In the early acute period, grief activates the stress response. Cortisol rises. Inflammatory markers increase. Heart rhythm variability - a measure of nervous system flexibility - decreases. Sleep is disrupted. Appetite changes. Immune function dips, which is why people often get sick in the weeks after a significant loss. The phrase "broken heart" is closer to physiology than metaphor: bereavement is associated with measurable cardiac changes, including a real phenomenon called takotsubo cardiomyopathy, sometimes called broken heart syndrome, in which the left ventricle temporarily weakens under acute emotional stress.
The body is not being dramatic. It is doing what it does when its social and emotional world has been profoundly altered.
Over time, if the nervous system is allowed to process the loss - if there is enough safety, enough rest, enough presence from others - the acute activation gradually integrates. The body finds a new baseline. This is not the same as "getting over it." Integration means the loss becomes part of the system rather than a constant disruption of it.
What gets in the way of integration is usually one of a few things: too much to hold and too few resources, not enough rest, not enough felt safety, a social environment that rushes the process, or a body that has been in activation for so long it has forgotten how to come down.
Healing Touch works directly with the nervous system state that integration requires. A session creates the conditions for parasympathetic shift - the body becomes still, warm, and attended to without demand. Heart rate slows. Breathing deepens. The bracing that the body takes on in grief - the tightened chest, the held jaw, the constriction around the heart - has room to begin releasing.

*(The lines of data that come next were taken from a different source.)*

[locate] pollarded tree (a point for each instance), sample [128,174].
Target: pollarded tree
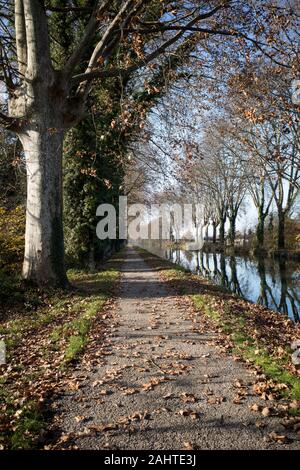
[46,100]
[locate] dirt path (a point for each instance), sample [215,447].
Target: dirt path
[163,386]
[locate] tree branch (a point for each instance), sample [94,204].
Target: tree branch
[126,71]
[37,38]
[20,36]
[88,35]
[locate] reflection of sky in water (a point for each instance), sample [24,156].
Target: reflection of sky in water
[273,284]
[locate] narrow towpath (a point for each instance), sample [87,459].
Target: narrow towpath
[162,385]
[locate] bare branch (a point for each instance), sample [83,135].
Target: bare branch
[127,71]
[88,35]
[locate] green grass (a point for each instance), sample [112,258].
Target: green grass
[273,368]
[69,317]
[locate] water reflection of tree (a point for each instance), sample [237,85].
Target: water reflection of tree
[234,284]
[265,289]
[287,297]
[287,293]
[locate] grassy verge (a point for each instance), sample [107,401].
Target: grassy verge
[258,335]
[42,345]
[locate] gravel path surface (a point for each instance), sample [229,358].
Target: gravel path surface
[164,384]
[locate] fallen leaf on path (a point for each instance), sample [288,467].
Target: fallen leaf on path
[188,398]
[78,419]
[281,438]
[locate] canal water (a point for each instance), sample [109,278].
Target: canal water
[270,282]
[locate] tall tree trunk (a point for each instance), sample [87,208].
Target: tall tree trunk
[206,233]
[214,224]
[260,229]
[44,242]
[222,230]
[281,230]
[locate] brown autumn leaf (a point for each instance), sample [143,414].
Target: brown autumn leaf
[281,438]
[130,391]
[254,407]
[79,419]
[188,397]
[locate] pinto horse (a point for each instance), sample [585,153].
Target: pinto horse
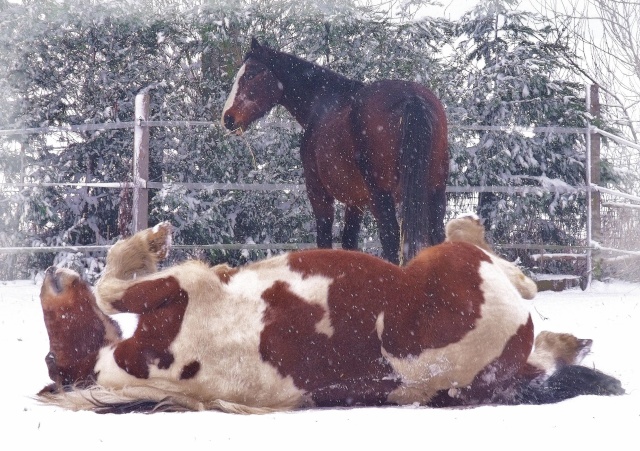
[311,328]
[367,146]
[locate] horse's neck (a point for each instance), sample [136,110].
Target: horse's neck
[306,85]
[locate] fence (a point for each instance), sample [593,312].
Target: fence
[141,185]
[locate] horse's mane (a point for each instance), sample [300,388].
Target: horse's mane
[305,75]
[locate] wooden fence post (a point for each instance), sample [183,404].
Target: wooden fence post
[596,223]
[140,208]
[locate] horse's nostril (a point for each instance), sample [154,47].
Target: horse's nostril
[229,122]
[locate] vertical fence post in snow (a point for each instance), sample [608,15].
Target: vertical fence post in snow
[596,223]
[140,211]
[587,175]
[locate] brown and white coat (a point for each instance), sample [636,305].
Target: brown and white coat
[309,328]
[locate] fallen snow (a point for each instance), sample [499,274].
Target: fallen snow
[607,313]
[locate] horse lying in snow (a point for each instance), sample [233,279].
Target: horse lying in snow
[308,328]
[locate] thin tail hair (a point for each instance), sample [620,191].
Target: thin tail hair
[415,162]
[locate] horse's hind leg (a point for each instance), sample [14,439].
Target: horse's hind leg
[352,220]
[384,209]
[129,260]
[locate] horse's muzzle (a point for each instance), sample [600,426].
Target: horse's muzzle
[229,122]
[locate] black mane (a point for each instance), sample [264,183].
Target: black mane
[301,76]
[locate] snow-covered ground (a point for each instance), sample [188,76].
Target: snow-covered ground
[608,313]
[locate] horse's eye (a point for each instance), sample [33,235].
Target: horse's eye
[252,75]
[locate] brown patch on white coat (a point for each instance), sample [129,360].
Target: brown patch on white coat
[468,228]
[311,328]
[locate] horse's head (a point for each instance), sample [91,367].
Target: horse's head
[255,90]
[76,327]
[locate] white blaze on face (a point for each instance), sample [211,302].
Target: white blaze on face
[232,95]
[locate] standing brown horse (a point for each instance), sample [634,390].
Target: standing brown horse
[372,145]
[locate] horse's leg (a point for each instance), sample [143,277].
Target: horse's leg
[128,261]
[323,210]
[384,209]
[321,201]
[352,221]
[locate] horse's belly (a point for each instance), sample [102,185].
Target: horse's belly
[336,161]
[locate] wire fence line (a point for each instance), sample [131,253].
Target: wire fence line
[141,183]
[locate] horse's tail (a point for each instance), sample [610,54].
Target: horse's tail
[417,157]
[568,382]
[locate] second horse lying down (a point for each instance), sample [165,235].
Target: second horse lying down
[308,328]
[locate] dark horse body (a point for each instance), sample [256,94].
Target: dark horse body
[367,146]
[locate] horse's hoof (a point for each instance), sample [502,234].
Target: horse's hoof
[160,240]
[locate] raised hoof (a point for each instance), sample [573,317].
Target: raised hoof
[159,239]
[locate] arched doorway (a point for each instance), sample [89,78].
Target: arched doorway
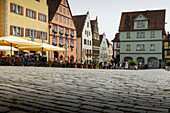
[141,60]
[72,59]
[152,62]
[56,54]
[68,59]
[126,59]
[61,57]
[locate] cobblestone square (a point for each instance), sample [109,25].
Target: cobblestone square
[66,90]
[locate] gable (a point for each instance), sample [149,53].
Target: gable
[156,19]
[140,17]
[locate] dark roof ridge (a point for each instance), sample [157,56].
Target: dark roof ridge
[144,11]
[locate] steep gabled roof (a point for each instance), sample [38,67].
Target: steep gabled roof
[108,43]
[101,38]
[79,21]
[117,38]
[156,19]
[52,7]
[93,23]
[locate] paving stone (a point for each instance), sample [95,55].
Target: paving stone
[151,108]
[112,111]
[132,110]
[53,90]
[121,104]
[4,109]
[87,107]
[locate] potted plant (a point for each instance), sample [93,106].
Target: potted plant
[167,66]
[91,66]
[133,64]
[75,64]
[96,65]
[85,65]
[49,63]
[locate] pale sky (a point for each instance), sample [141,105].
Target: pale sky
[109,11]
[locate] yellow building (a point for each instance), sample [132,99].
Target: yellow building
[27,19]
[166,49]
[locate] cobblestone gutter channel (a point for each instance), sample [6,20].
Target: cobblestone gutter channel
[57,90]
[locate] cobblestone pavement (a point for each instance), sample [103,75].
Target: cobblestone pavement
[57,90]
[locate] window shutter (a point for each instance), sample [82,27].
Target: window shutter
[39,34]
[22,32]
[11,7]
[35,16]
[46,36]
[45,18]
[26,12]
[11,30]
[22,11]
[26,32]
[38,16]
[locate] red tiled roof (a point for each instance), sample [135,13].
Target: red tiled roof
[93,22]
[101,38]
[117,38]
[156,19]
[79,21]
[52,6]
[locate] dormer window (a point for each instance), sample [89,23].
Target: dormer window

This isn't about accelerating grief or resolving it on a schedule. It's about giving the body the rest it needs to do the work it's built to do. Grief is a process, not a problem. The body knows how to move through loss. Energy healing helps create the conditions in which that movement is possible.
What people in grief often report from sessions: a quality of rest they couldn't access on their own, relief from the physical heaviness and pressure that accumulates in the chest and shoulders, and sometimes an emotional release that had been sitting just below the surface - tears that come not as a breaking down but as a letting through. People also often describe feeling less alone in the room, which is its own form of medicine.
Loss doesn't only mean death. People come to me in grief over divorces, estrangements, miscarriages, diagnoses, retirements, moves, the end of a chapter of life that was good but is now over. The body doesn't distinguish between categories of loss. If something that mattered is gone, the body responds accordingly.
Anticipatory grief - the grief that arrives before the loss itself, while watching someone decline, or waiting for an outcome - is also real and also has a physiological signature. People living in that particular kind of suspended uncertainty often carry it in the body in ways that benefit from the same kind of direct, gentle tending.
Energy healing is not grief therapy, and I want to be clear about that. If you're walking through significant loss, working with a therapist or counselor who specializes in grief is one of the most useful things you can do. The two aren't in competition - they work at different levels, and many people find they deepen each other. A session can help you arrive at therapy with more access to what's there. Therapy can help you make meaning of what surfaces in a session.
This work is a quiet companion to the rest of your care, not a substitute for it. But for the body in mourning - which needs tending as much as the mind does - it offers something specific and real.